The out-of-distribution (OOD) problem generally arises when neural networks encounter data that significantly deviates from the training data distribution, i.e., in-distribution (InD). In this paper, we study the OOD problem from a neuron activation view. We first formulate neuron activation states by considering both the neuron output and its influence on model decisions. Then, to characterize the relationship between neurons and OOD issues, we introduce the \textit{neuron activation coverage} (NAC) -- a simple measure for neuron behaviors under InD data. Leveraging our NAC, we show that 1) InD and OOD inputs can be largely separated based on the neuron behavior, which significantly eases the OOD detection problem and beats the 21 previous methods over three benchmarks (CIFAR-10, CIFAR-100, and ImageNet-1K). 2) a positive correlation between NAC and model generalization ability consistently holds across architectures and datasets, which enables a NAC-based criterion for evaluating model robustness. Compared to prevalent InD validation criteria, we show that NAC not only can select more robust models, but also has a stronger correlation with OOD test performance.
Paper Structure (44 sections, 21 equations, 9 figures, 26 tables)

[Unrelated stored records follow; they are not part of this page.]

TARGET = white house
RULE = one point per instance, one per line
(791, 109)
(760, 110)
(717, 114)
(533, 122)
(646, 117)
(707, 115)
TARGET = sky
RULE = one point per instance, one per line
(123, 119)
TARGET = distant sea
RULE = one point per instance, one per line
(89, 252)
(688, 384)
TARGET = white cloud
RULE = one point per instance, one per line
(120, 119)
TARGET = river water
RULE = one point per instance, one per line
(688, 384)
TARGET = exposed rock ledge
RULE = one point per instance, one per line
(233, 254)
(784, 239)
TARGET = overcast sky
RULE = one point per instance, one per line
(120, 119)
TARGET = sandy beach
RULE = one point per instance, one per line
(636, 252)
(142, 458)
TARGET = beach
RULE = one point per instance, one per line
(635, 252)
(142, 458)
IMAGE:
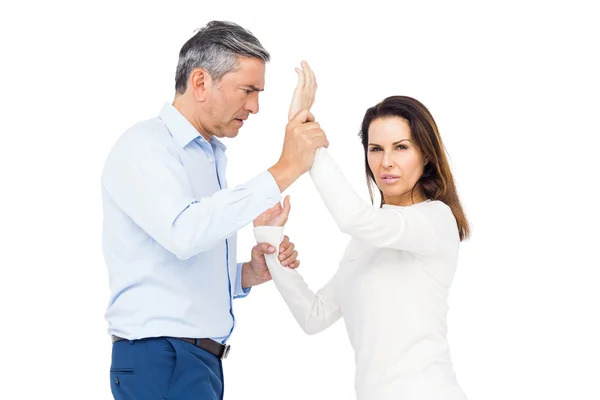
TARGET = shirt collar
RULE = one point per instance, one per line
(181, 129)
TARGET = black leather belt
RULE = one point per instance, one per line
(218, 349)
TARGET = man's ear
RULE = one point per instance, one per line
(200, 83)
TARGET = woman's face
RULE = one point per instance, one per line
(395, 161)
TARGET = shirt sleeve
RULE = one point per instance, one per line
(240, 292)
(149, 184)
(313, 312)
(401, 228)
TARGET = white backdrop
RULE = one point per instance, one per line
(514, 89)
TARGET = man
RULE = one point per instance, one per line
(170, 222)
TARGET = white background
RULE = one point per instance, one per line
(514, 89)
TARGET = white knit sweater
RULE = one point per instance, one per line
(391, 288)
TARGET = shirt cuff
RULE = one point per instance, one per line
(238, 291)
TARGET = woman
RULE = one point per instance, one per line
(393, 280)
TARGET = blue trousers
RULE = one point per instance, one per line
(164, 368)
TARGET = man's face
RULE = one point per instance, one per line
(230, 101)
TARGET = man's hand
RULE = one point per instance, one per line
(303, 136)
(256, 272)
(276, 215)
(304, 95)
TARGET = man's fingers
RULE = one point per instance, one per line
(320, 141)
(288, 260)
(302, 116)
(263, 248)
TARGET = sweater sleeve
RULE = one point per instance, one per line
(314, 312)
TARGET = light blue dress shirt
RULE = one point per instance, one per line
(169, 231)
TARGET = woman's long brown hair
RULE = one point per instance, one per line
(437, 182)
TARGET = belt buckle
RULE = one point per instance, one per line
(225, 351)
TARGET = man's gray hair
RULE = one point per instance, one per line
(216, 48)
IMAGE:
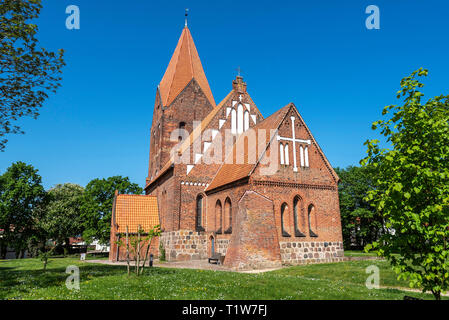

This paper contains 44 sections, 21 equations, 9 figures, 26 tables.

Figures (9)

  • Figure 1: OOD detection performance on CIFAR-100 and ImageNet. AUROC scores (%) are averaged over the OOD datasets and backbones.
  • Figure 2: NAC models coverage area in neuron activation space using InD training data. Upon receiving OOD data, neurons tend to behave outside the expected coverage area, thus with lower coverage scores.
  • Figure 3: Illustration of our NAC-based methods. NAC is derived from the probability density function (PDF), which quantifies the coverage degree of neuron states under the InD training set $X$. Building upon NAC, we devise two approaches for tackling different OOD problems: OOD Detection (NAC-UE) and OOD Generalization (NAC-ME).
  • Figure 4: OOD vs. InD neuron activation states. We employ PACS Dataset:PACSPhoto domain as InD and Sketch as OOD. All neurons stem from the layer4 of ResNet-50.
  • Figure 5: Ablation studies on the neuron activation state. We visualize InD (ImageNet) and OOD (iNaturalist) distributions w.r.t. (a) neuron output, $\mathbf{z}$; (b) KL gradients of neuron output, $\partial D_{\rm KL}/\partial \mathbf{z}$; (c) our defined neuron state, $\mathbf{z} \odot \partial D_{\rm KL}/\partial \mathbf{z}$. All states are normalized via the sigmoid function.